A US Senate tactic known as a filibuster has just been used for the first time in half a century to block a Supreme Court nominee.
Democrats rejected Neil Gorsuch’s nomination to the highest court in the land by a 55-45 vote on Thursday.
Republicans retaliated with the so-called nuclear option, changing the rules to ram through confirmation of President Donald Trump’s pick.
The move will leave Congress even more plagued by bickering and deadlock.
Republicans – who control the upper chamber by 52 seats to 48 – fell short of the 60 votes they needed to confirm the Colorado appeals court judge.
His confirmation would preserve a conservative majority on the top court.
Senate Majority Leader Mitch McConnell took steps to respond by overturning the long-standing filibuster tradition for a Supreme Court nominee.
The rule change will enable Mr Gorsuch to be approved by a simple majority in the 100-member chamber.
The controversial “nuclear option” would affect future Supreme Court nominations as well, which some lawmakers say could set a dangerous precedent and erode minority-party rights in the Senate.
“I fear that someday we will regret what we are about to do. In fact, I am confident we will,” said Republican Senator John McCain.

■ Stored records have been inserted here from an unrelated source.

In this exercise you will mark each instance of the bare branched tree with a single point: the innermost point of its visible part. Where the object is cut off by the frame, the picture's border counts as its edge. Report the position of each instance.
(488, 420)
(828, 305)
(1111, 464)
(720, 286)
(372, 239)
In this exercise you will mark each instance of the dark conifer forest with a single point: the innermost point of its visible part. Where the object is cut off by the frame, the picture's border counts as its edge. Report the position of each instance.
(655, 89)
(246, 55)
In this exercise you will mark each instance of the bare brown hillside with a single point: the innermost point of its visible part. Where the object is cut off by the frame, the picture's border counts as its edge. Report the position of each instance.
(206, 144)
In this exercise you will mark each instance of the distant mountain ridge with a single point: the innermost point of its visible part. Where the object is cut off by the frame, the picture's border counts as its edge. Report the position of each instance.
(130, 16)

“It is imperative we have a functioning Senate where the rights of the minority are protected regardless of which party is in power at the time.”

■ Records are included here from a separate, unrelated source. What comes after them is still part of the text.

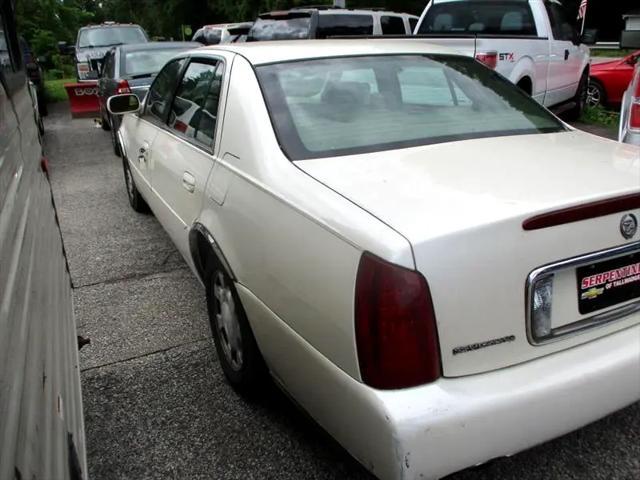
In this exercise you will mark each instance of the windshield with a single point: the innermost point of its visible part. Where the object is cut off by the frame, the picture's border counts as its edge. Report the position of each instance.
(341, 106)
(490, 17)
(104, 37)
(147, 61)
(284, 28)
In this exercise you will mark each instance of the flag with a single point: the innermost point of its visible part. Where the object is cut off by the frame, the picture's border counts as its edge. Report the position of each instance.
(582, 10)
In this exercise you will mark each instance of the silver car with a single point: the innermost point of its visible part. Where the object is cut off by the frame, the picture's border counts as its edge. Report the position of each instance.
(629, 130)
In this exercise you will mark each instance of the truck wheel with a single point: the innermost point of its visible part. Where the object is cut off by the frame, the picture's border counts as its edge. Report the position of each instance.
(596, 94)
(580, 99)
(238, 352)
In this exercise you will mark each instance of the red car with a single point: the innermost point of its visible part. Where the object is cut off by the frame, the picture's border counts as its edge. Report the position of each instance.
(609, 80)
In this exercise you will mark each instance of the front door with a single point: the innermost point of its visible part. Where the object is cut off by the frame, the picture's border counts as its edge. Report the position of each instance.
(183, 152)
(141, 130)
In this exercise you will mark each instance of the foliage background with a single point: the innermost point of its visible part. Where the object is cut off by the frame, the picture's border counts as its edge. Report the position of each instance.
(45, 22)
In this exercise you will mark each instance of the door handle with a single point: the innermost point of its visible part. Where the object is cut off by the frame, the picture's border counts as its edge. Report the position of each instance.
(188, 182)
(142, 152)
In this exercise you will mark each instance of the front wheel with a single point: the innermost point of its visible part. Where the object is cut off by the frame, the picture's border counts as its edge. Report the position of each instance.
(135, 199)
(238, 352)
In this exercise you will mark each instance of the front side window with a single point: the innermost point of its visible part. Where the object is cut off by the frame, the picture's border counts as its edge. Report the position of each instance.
(392, 25)
(502, 17)
(107, 36)
(353, 105)
(195, 107)
(332, 25)
(158, 99)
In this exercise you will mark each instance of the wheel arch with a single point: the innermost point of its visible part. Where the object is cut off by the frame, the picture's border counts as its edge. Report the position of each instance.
(202, 244)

Many Democrats say Mr Gorsuch, 49, has shown he favours corporations ahead of workers.
And resentment still simmers over Mr McConnell’s decision last year to deny considering former President Barack Obama’s choice for the high court.
Mr McConnell instead left open the seat to replace the late Supreme Court Justice Antonin Scalia in the hope of filling it with a conservative nominee.
Invoking the “nuclear option” would pave the way for Mr Gorsuch’s final confirmation vote on Friday, allowing him to participate in the last set of cases to go before the Supreme Court this term.
Democrats also used the “nuclear option” in 2013, when they removed filibusters against executive branch and judicial nominees for lower courts in order to ram through then-President Barack Obama’s appointments.
However, they left the filibuster in place for Supreme Court nominees.